A quick word to experienced athletes, please check yourself against the benchmarks for the different exercises (they are listed at the bottom of each article)
- Back Squat: The Fundamentals of the Back Squat
- Front Squat: What Do Front Squats Develop and Why You Need To Do Them
- Power Clean: The Ultimate Guide to Power Cleans
- Power Snatch: The Ultimate Guide to Power Snatches
- Overhead Squat: 9 Benefits of the Overhead Squat and counting…
I have mentioned before, that these numbers aren’t written in stone.
What these benchmarks can do for you, compare yourself against these numbers
- if you are not able to get the benchmark of what is achievable, focus your efforts on becoming stronger
- if you get a ‘good’ or ‘very good’ consider adding some Power Training to your training routine
- if you hit the excellent, give me a call
Concluding Why does Weight Training improve Power
Power is the ability to exert force in the shortest period of time and can be expressed as the physical formula P = F * v (Power = Force * velocity).
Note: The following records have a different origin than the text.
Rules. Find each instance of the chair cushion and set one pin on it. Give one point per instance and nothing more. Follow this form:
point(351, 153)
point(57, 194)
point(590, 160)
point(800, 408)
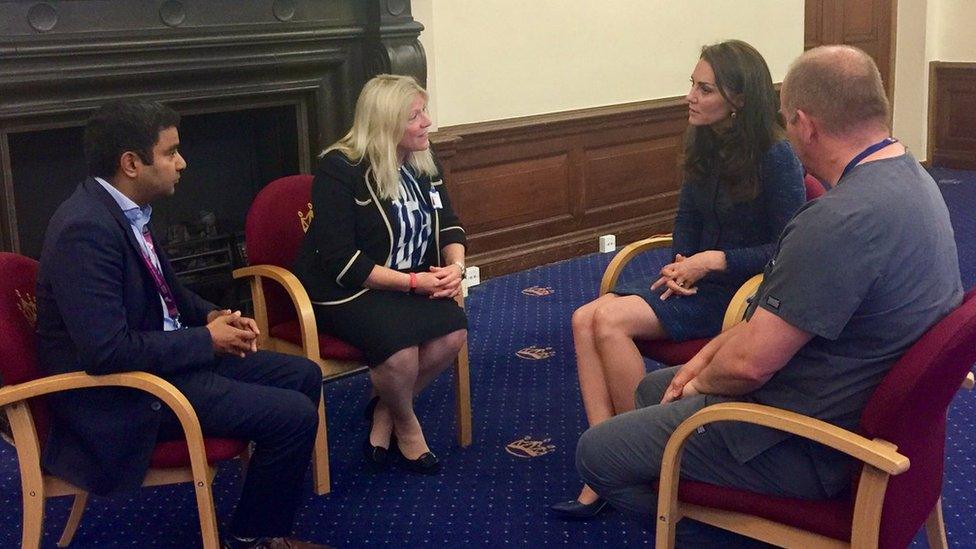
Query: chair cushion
point(831, 518)
point(330, 347)
point(175, 453)
point(671, 353)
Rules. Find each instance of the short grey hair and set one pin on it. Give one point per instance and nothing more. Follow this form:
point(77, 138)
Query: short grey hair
point(840, 86)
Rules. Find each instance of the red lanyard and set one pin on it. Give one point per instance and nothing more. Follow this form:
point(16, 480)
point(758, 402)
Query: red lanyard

Weight training commonly used synonymously for strength training trains and improves the ability to exert force and therefore improves one part of the Power equation, the expression of force.
Determining whether Weight Training or Strength Training is sufficient for each individual depends on various factors, including existing strength levels.
Comparing yourself against the benchmarks provided will help you determining whether you need to put more efforts into strength training or add specific power training to your strength training routine.